If It Breaks, Look Why and Try Again
Atlas stands at a wooden workbench covered in colorful blocks, cardboard tubes, and tape, holding up a small tower that has just toppled over, looking at the fallen pieces with a curious smile and a magnifying glass in hand.
- Identify what went wrong when a build falls or breaks.
- Explain why looking closely at a broken build helps us fix it.
- Compare a first try to a second try and describe what changed.
- Predict whether changing one part will make the build stronger.
- Describe changing one thing and testing the build again.
Key terms
- try
- to build your idea for the very first time
- look
- to study a broken build closely to find out what went wrong
- fix
- to change one part so the build works better next time
- iteration
- doing the try, look, and fix steps again to keep improving
Looking Is How You Learn
When a build falls or breaks, the most important step is to LOOK. Looking closely tells you exactly what went wrong.

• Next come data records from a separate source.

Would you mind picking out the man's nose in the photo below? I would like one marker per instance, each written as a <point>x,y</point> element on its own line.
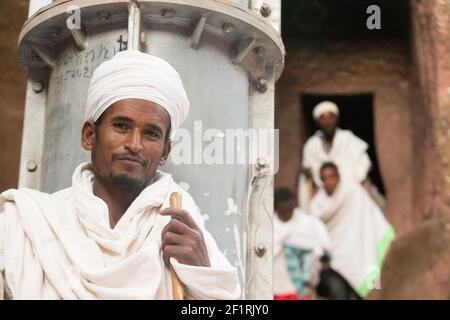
<point>134,143</point>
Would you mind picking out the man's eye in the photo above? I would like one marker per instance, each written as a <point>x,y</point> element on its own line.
<point>120,126</point>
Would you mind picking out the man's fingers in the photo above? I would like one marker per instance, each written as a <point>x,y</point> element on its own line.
<point>181,215</point>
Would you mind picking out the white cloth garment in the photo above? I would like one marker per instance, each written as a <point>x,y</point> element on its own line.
<point>61,246</point>
<point>133,74</point>
<point>348,152</point>
<point>360,235</point>
<point>302,231</point>
<point>324,107</point>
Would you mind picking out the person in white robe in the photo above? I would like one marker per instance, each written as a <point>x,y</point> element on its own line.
<point>332,144</point>
<point>299,243</point>
<point>111,234</point>
<point>360,234</point>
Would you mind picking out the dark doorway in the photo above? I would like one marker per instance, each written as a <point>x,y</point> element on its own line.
<point>356,114</point>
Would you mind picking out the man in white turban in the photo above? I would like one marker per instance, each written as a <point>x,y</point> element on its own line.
<point>112,234</point>
<point>332,144</point>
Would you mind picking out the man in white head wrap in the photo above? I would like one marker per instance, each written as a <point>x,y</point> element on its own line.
<point>332,144</point>
<point>112,235</point>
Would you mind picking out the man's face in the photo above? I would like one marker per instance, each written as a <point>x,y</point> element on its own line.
<point>330,179</point>
<point>129,143</point>
<point>328,123</point>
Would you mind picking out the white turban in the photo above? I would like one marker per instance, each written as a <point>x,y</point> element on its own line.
<point>133,74</point>
<point>324,107</point>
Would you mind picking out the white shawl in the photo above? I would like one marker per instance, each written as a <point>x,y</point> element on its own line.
<point>360,235</point>
<point>61,246</point>
<point>348,152</point>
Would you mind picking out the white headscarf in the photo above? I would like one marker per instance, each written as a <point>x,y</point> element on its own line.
<point>133,74</point>
<point>324,107</point>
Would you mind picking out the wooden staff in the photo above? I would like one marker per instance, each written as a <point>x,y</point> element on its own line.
<point>177,287</point>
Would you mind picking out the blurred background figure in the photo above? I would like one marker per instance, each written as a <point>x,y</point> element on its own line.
<point>300,242</point>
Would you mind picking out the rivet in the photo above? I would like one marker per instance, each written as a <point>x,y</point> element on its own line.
<point>37,87</point>
<point>261,85</point>
<point>228,28</point>
<point>168,13</point>
<point>55,31</point>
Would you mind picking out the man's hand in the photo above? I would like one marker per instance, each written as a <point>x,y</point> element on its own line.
<point>183,240</point>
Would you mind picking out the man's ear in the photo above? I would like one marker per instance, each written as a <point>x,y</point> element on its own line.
<point>165,153</point>
<point>88,135</point>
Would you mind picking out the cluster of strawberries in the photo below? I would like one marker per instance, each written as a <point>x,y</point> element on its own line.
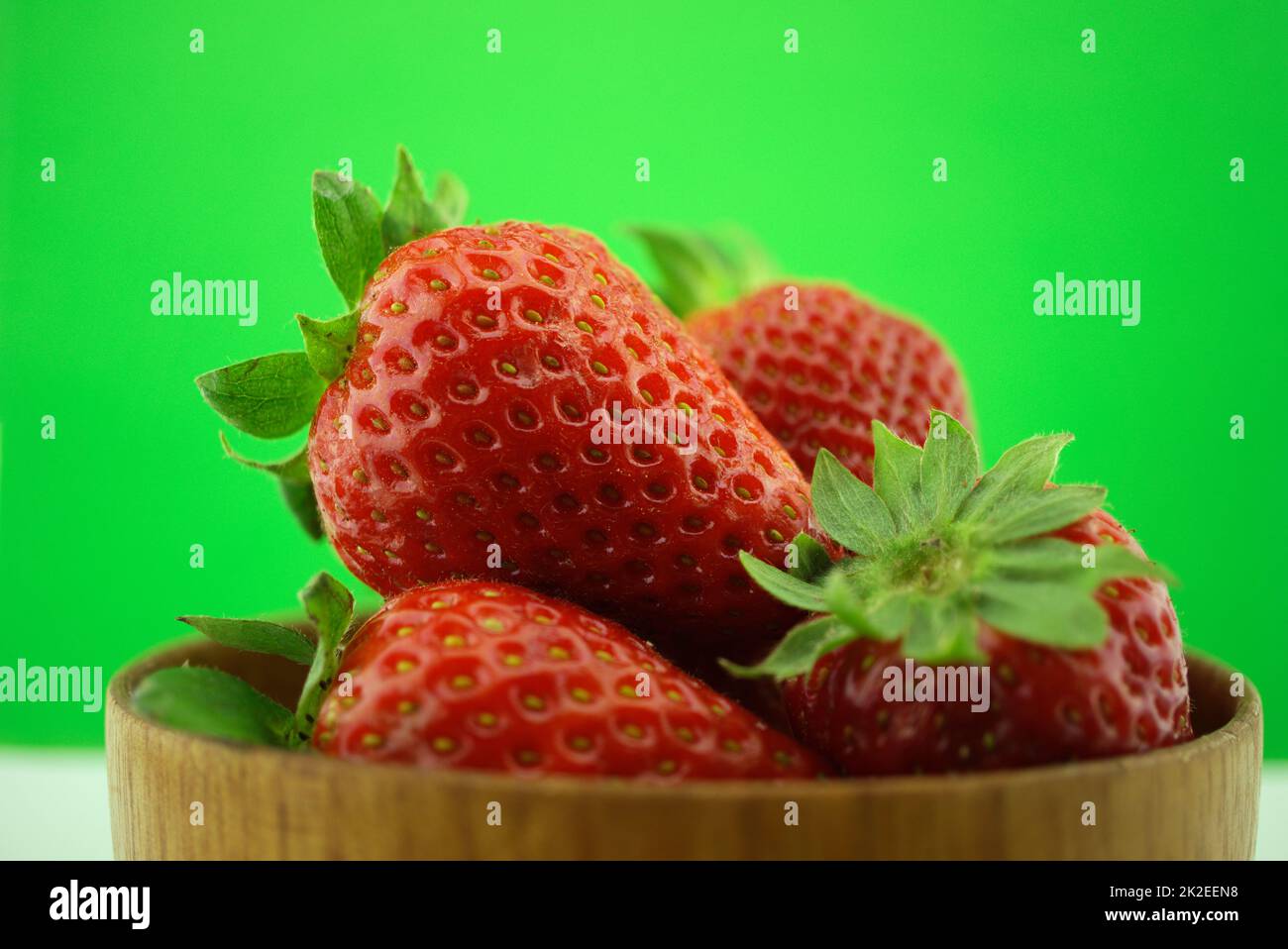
<point>561,601</point>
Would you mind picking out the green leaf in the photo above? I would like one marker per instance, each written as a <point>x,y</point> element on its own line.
<point>1052,614</point>
<point>213,703</point>
<point>295,483</point>
<point>897,476</point>
<point>267,397</point>
<point>256,636</point>
<point>450,200</point>
<point>784,586</point>
<point>301,501</point>
<point>949,468</point>
<point>1057,559</point>
<point>348,222</point>
<point>941,631</point>
<point>811,558</point>
<point>1024,469</point>
<point>848,509</point>
<point>803,645</point>
<point>1028,515</point>
<point>329,343</point>
<point>410,214</point>
<point>695,271</point>
<point>330,606</point>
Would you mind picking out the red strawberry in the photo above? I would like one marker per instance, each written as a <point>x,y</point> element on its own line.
<point>462,436</point>
<point>477,675</point>
<point>473,437</point>
<point>818,364</point>
<point>1029,580</point>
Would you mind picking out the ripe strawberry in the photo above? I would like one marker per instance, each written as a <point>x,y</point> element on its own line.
<point>478,675</point>
<point>815,362</point>
<point>463,432</point>
<point>1025,580</point>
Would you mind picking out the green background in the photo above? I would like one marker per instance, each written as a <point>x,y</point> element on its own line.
<point>1107,165</point>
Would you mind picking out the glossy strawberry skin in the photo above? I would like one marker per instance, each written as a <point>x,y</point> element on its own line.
<point>472,449</point>
<point>489,677</point>
<point>818,374</point>
<point>1046,704</point>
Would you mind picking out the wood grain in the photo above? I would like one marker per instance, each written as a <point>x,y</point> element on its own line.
<point>1194,801</point>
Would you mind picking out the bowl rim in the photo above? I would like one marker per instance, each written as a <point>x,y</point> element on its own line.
<point>1247,717</point>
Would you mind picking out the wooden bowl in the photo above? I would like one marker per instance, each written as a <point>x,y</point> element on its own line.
<point>1197,799</point>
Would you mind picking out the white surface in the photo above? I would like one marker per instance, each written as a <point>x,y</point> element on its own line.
<point>53,806</point>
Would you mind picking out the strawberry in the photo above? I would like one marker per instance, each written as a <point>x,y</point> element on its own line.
<point>477,675</point>
<point>1005,575</point>
<point>463,426</point>
<point>815,362</point>
<point>490,677</point>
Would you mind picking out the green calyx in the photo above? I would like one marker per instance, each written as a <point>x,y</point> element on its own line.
<point>219,704</point>
<point>698,269</point>
<point>935,549</point>
<point>275,395</point>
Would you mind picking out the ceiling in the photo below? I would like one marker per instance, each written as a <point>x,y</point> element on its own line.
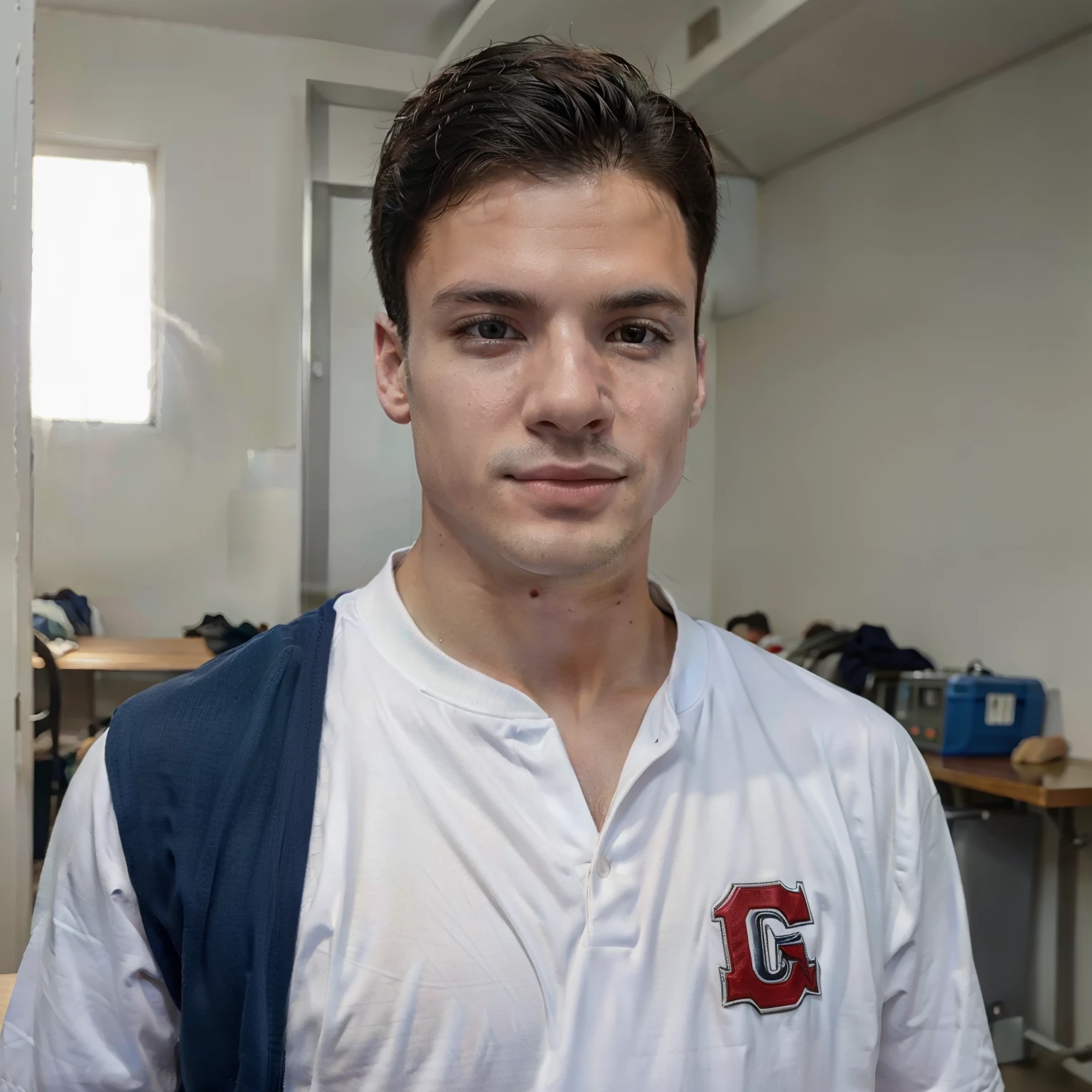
<point>788,77</point>
<point>411,26</point>
<point>784,79</point>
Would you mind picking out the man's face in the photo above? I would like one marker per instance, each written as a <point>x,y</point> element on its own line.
<point>552,373</point>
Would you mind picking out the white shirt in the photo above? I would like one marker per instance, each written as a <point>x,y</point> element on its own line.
<point>772,904</point>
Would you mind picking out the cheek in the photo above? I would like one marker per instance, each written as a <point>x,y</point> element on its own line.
<point>456,424</point>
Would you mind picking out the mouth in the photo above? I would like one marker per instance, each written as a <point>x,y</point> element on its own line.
<point>568,486</point>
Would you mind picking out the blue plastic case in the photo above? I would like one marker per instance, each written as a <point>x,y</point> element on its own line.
<point>990,714</point>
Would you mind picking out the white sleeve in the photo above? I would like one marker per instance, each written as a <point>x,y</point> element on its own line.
<point>90,1010</point>
<point>934,1035</point>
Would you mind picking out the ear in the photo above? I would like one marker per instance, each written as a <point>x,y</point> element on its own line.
<point>699,391</point>
<point>392,381</point>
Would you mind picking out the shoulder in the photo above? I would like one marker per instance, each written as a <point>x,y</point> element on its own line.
<point>186,729</point>
<point>862,748</point>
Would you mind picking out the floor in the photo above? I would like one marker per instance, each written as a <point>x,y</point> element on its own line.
<point>1041,1078</point>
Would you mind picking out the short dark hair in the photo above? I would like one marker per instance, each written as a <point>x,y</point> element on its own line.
<point>546,107</point>
<point>756,621</point>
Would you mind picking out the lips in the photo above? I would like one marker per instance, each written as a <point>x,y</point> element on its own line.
<point>568,486</point>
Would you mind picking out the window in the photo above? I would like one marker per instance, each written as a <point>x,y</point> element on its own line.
<point>92,352</point>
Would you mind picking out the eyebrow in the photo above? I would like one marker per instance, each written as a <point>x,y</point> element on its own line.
<point>653,295</point>
<point>511,299</point>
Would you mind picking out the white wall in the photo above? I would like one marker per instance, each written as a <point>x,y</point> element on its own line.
<point>16,692</point>
<point>904,426</point>
<point>375,494</point>
<point>139,518</point>
<point>350,153</point>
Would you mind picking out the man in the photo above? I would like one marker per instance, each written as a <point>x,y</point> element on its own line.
<point>756,628</point>
<point>507,819</point>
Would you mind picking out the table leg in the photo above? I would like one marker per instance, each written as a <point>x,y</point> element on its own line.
<point>1066,928</point>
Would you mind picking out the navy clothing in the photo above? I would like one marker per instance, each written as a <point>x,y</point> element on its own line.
<point>209,770</point>
<point>872,650</point>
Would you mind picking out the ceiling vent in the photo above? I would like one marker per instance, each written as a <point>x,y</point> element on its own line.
<point>702,31</point>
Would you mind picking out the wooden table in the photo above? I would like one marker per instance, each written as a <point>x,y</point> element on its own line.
<point>6,985</point>
<point>164,654</point>
<point>1059,788</point>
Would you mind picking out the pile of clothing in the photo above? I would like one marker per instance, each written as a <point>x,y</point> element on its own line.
<point>61,617</point>
<point>845,656</point>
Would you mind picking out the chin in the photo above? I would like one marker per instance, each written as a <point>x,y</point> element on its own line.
<point>564,550</point>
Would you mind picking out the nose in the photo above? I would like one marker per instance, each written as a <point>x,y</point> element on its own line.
<point>569,387</point>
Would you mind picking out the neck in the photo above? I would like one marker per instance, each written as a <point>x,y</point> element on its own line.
<point>564,641</point>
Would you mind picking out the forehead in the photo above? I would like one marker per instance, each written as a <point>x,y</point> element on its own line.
<point>560,237</point>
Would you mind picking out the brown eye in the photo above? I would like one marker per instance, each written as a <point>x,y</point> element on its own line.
<point>489,330</point>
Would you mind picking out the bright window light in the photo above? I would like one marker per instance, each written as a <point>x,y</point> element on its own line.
<point>91,289</point>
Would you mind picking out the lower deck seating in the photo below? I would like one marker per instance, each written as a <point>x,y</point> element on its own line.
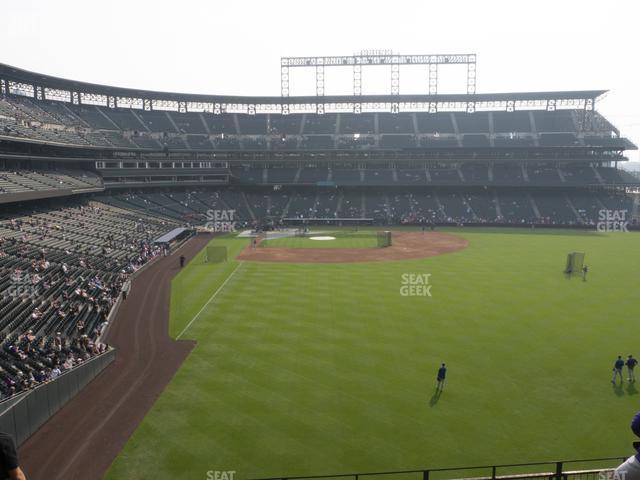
<point>62,267</point>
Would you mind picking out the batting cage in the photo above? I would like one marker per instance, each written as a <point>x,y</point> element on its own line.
<point>575,261</point>
<point>384,239</point>
<point>215,255</point>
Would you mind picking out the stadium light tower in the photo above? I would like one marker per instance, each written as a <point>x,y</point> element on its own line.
<point>368,58</point>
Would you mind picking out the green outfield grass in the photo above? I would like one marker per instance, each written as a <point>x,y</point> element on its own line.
<point>343,239</point>
<point>307,369</point>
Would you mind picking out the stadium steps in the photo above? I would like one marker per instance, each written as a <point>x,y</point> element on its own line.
<point>144,125</point>
<point>597,174</point>
<point>456,129</point>
<point>204,122</point>
<point>115,127</point>
<point>301,131</point>
<point>635,210</point>
<point>427,173</point>
<point>440,206</point>
<point>285,210</point>
<point>170,118</point>
<point>573,208</point>
<point>296,177</point>
<point>534,130</point>
<point>534,207</point>
<point>492,142</point>
<point>496,202</point>
<point>561,175</point>
<point>469,208</point>
<point>246,204</point>
<point>339,204</point>
<point>77,117</point>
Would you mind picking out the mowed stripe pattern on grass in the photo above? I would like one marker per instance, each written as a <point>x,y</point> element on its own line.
<point>310,369</point>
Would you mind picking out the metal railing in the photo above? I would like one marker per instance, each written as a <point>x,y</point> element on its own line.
<point>553,470</point>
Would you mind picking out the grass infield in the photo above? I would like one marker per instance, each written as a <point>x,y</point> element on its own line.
<point>343,239</point>
<point>305,369</point>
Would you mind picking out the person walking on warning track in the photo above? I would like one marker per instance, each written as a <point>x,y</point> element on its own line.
<point>442,373</point>
<point>617,369</point>
<point>9,466</point>
<point>631,364</point>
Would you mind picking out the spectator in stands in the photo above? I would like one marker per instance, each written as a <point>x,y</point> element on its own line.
<point>630,469</point>
<point>9,465</point>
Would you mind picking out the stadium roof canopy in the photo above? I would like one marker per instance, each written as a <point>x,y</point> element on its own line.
<point>13,79</point>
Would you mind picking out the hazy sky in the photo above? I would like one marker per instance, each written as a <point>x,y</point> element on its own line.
<point>234,47</point>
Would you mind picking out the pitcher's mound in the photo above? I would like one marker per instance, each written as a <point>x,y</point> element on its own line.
<point>405,246</point>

Atlas looked at his fallen tower and saw the bottom blocks were too small and wobbly. That clue told him what to change. If you throw a broken build away without looking, you lose the chance to learn from it. Builders treat a fall as a hint, not a failure.
Change One Thing, Then Try Again
After looking, change just one thing and build again. Atlas only swapped in bigger, wider bottom blocks, and the new tower stood up. Because he changed one thing, he knew that wider blocks were the fix. If you change everything at once, you cannot tell which change helped. The try, look, fix, and try again loop is how engineers slowly turn a wobbly idea into something that works.
Worked examples
Atlas built a tall tower and it crashed to the ground. What does he do step by step?
- Look closely at the fallen tower to find the problem.
- Notice the bottom blocks were too small and wobbly.
- Change one thing: put bigger, wider blocks on the bottom.
- Try again by building the tower a second time and watch it stand.
Answer: With wider bottom blocks, the tower stands up and does not fall, because a wider base is steadier.
Activity
Sort each picture into the right step: Try, Look, or Fix.
Practice
Describe a time something you built broke and what you looked at.
Name the three steps in order: try, look, and fix.
Common mistakes to avoid
- If a build breaks, you should throw it away.Looking at a broken build first tells you why it failed so you can fix it.
- You should change every part at once to fix it.Changing one thing at a time shows you which change actually made the build better.
Check your understanding
Atlas built a bridge out of cardboard and it bent in the middle. What should Atlas do FIRST?
After looking at a broken build, Atlas wants to make it better. What is the BEST next step?
Mia's toy ramp is tilted too much and the ball shoots right off the end. Mia makes the ramp less tilted. Which step is she doing?
Recap
When a build falls, builders do not give up. They try, then look closely to find what went wrong, then change one thing, then try again. Looking is how you learn, and changing one thing at a time shows which fix worked. A fall is not failing, it is a clue that helps you get better.
Reflect
How does looking at a broken build help you fix it?